The ears are pretty easy. Just pull them out a few hairs at a time. Support the ear with one hand and pull with the other. The better you support the skin where you are pulling the less likely the dog will care. Mine have been done several times now and they really don't mind much. The last time I stayed so she could show me how to do it. Molly really didn't seem to care at all and Brady only seemed uncomfortable while working on his front legs. Not sure why that would have bothered him. If you just want to strip them some and not worred about the pattern, just work with him some. If you run your fingers thru his fur and pull up like a hair stylist does when you get your hair cut, you will see there are different length hairs. Just pull the longest ones. Thin out his back alot, from the base of his neck to his tail. Thin it out from the top line (center) down about half way down the sides. Use sissors around his butt to clean it up. You can also sissor from his knees down to his paws nice and short. Also trim up all the hair that grows between his pads. Just pluck out his top not some, pulling the longest hairs. You can sissor his snout to clean it up and strip his ears. The long hairs should come out fairly easily, it's the ones inside the ear that bother them when you pull them. It has to be done, so just go ahead and do it. He'll be just fine. 
The lady who just groomed mine did some by hand and some with a striping knife. The knife adds some speed, but you can't go wrong just working with him some every day untill you are happy with the results. I have some info about grooming Aussies and the pattern. If I can get it scaned into the computer I can send it to you. While you are looking for someone, make sure they know how to do aussies. I have had 2 different groomers say they knew what they were doing and the dogs came back looking completely wrong. One even cut all the hair off the top of their head so they had no top not. It still has not grown back right. Also don't let anyone tell you it is ok to clipper the dog. It will ruin his coat. These dogs were breed to be striped. It promotes a healthy coat and skin. If they are cliped, they get all frizzy and loose the natural properties the coat is supposed to have.


----------



## digits mama (Jun 13, 2007)

It is quite easy..At first the thought of pulling puddles hair scared the bejeezus out of me. But now..she loves it and uses our stripping time to snooze she turns into a wet noodle during that.I havent quite master the ears yet...She gets grinchy during that..were working on it. As for the clipping versus the stripping is so true..I belong to a Cairn forum and we all sent chrismas cardsto one another. I have over 54 cards with pictures of dogs on my wall and you can definalty tell which ones were stipped or clipped.


----------



## drfong (May 24, 2006)

Here is a link to a site I found that has good info on ausy grooming.

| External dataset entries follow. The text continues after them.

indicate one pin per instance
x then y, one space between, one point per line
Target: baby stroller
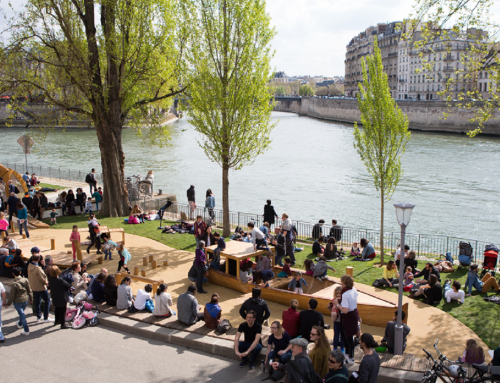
490 260
465 254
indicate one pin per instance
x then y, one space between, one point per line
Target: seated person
318 248
142 296
163 302
188 310
213 312
391 275
481 285
390 329
250 348
454 292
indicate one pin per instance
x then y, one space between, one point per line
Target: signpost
26 143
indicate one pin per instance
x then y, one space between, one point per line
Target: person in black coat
59 290
269 213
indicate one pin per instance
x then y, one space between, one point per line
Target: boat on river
373 310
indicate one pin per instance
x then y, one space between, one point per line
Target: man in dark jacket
257 304
425 273
300 369
309 318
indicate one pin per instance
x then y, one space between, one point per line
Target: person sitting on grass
321 269
318 248
391 275
453 293
483 285
297 283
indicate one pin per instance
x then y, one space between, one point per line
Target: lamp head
403 212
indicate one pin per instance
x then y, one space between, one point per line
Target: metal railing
424 245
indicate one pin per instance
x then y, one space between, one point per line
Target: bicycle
454 373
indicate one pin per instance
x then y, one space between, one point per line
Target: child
355 252
309 266
286 267
75 237
408 277
88 206
53 216
297 284
221 245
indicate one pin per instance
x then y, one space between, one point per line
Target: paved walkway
426 322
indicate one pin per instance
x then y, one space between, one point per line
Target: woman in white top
163 302
349 316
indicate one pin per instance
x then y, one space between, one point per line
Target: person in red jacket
291 319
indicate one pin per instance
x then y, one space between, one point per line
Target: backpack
224 326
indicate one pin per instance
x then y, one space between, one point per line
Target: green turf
481 316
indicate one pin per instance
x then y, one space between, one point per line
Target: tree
468 23
230 101
108 61
385 132
306 90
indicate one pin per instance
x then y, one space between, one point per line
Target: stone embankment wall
423 115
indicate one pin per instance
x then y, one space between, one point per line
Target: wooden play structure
373 310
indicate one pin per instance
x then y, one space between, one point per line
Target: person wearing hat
300 368
309 318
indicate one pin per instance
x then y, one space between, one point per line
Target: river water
312 171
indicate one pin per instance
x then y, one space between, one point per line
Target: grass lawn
481 316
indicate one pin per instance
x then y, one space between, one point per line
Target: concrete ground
427 323
106 355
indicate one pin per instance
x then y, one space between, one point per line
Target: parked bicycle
455 373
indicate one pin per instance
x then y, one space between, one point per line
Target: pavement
106 355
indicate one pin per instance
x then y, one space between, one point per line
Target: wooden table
238 251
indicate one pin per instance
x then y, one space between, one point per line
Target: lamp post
403 214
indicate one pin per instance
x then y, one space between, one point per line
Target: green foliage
385 131
306 90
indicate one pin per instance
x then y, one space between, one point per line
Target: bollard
349 270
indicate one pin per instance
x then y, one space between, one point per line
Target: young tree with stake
385 134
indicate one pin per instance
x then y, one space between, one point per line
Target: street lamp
403 214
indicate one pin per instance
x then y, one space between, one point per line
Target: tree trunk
382 228
226 231
115 197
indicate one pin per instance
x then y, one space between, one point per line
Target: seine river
312 171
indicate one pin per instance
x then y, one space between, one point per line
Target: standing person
38 282
20 295
200 263
278 345
286 230
188 309
370 364
90 179
338 373
321 351
210 204
200 227
349 316
59 290
269 213
309 318
252 343
81 199
74 237
22 219
191 201
124 258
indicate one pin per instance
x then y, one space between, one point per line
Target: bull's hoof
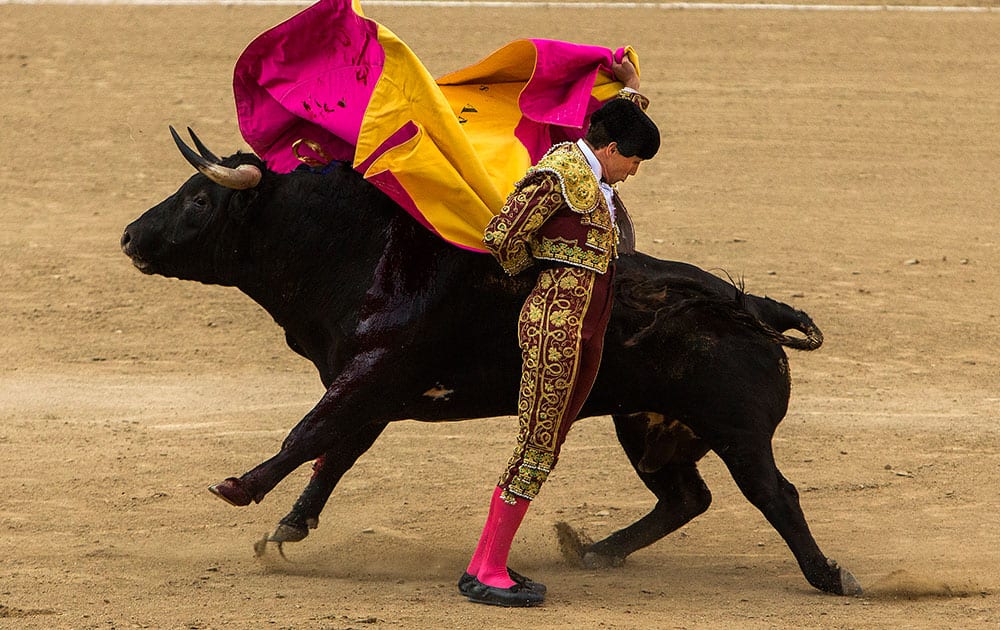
849 585
288 533
232 492
846 584
592 560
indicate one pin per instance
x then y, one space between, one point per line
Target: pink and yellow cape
330 84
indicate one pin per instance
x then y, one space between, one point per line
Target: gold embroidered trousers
561 334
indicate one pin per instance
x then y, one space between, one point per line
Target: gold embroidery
550 331
576 178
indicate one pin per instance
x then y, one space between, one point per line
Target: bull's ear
243 204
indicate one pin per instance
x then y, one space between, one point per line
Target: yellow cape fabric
460 166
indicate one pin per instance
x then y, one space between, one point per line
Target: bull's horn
205 153
240 178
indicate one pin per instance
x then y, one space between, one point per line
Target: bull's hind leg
751 462
665 456
327 472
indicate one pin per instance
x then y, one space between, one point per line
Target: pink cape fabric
329 84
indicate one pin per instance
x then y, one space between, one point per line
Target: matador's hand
626 73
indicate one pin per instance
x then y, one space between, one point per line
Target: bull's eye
199 202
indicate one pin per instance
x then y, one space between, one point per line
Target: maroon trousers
561 333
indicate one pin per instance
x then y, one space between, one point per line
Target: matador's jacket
561 214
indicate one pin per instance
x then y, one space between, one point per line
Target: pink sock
506 520
485 538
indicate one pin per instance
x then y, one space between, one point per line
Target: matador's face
615 166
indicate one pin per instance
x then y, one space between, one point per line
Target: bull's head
194 233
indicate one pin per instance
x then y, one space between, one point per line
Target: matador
565 218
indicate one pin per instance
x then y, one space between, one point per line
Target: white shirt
595 166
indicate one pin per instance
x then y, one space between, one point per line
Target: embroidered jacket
557 212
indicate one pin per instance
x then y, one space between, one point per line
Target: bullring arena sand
842 161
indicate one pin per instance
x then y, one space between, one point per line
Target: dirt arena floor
844 162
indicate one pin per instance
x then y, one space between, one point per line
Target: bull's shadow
401 325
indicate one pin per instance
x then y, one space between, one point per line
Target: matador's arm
534 200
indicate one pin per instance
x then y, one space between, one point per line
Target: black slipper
516 596
465 582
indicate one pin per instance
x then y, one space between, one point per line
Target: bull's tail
779 318
769 317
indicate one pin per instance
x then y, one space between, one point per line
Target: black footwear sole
466 581
516 596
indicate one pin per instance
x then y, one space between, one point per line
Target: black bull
401 325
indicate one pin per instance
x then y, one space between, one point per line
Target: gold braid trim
576 179
550 331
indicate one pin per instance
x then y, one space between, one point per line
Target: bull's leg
348 406
680 491
327 472
751 462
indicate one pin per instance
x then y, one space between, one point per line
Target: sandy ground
843 162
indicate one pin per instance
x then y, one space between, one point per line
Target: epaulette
579 186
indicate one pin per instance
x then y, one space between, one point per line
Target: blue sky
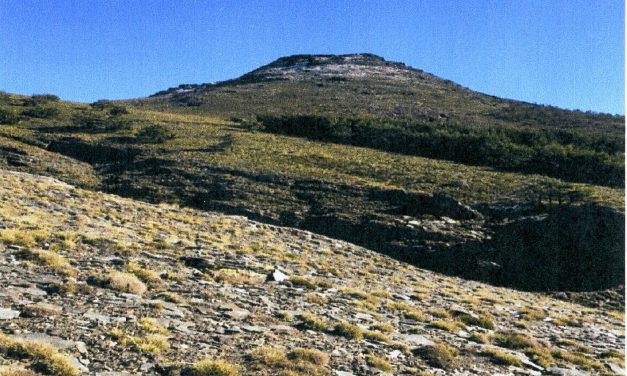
567 53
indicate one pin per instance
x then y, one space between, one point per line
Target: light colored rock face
8 314
357 66
208 296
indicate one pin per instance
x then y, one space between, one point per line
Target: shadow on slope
564 248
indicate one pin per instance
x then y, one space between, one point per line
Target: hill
365 84
364 100
462 220
101 284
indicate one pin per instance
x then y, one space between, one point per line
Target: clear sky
568 53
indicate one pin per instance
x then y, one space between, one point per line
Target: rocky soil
123 287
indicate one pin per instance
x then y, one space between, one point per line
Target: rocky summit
97 284
320 215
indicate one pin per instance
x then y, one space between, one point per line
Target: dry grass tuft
43 355
125 282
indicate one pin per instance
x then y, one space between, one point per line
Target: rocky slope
365 85
113 286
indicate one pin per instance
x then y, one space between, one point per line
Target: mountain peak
334 67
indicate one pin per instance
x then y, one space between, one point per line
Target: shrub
215 367
500 357
581 156
97 123
484 321
117 110
39 99
438 355
348 330
101 104
378 363
516 341
154 134
313 322
47 357
41 112
125 282
8 117
312 356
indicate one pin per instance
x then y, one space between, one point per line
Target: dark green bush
117 110
39 99
94 122
101 104
154 134
41 112
571 155
8 117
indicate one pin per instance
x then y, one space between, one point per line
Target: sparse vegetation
215 367
573 155
154 134
40 354
378 363
348 330
500 357
125 282
313 322
439 355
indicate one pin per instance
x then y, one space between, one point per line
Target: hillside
474 222
365 84
110 285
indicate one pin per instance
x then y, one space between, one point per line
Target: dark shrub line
577 156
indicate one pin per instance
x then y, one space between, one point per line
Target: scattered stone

http://www.angelfire.com/fl/atjournal/grooming.html

I hope it helps.


----------



## ozzy (Sep 29, 2007)

THANK you so much for the tips. I do have some grooming info the breeder sent me and I have managed to pull some hair out of him. I also bought a stipping knife which works great. For me the big problem is getting him to stay still and doing the face. I will try the ears again but it didn't seem like that hair wanted to come out. I cannot get him to stay still either. Think terrier trying to attack stripping knife as it comes near him! So I have some work to do on getting him use to it.


----------



## drfong (May 24, 2006)

I don't think I would use the striping knife on his ears or face, just on his body where there is alot of hair to strip. If you have a counter or table to put him on, it may help. It will keep him from being able to get away. Alsy a grooming arm and lead to keep his head up and help control him would help if he is not esy to keep still. One the ears, just hold them securely with one hand and pull with the other. Also like a band-aid, do it quick and firm. Just a few at a time. Try it on your own hair. If you firmly pull just 1 or 2 hairs out you don't really feel it. Try to pull a bunch at once and PAIN. Good luck, put up some pics of ozzys neatly groomed ears soon.


----------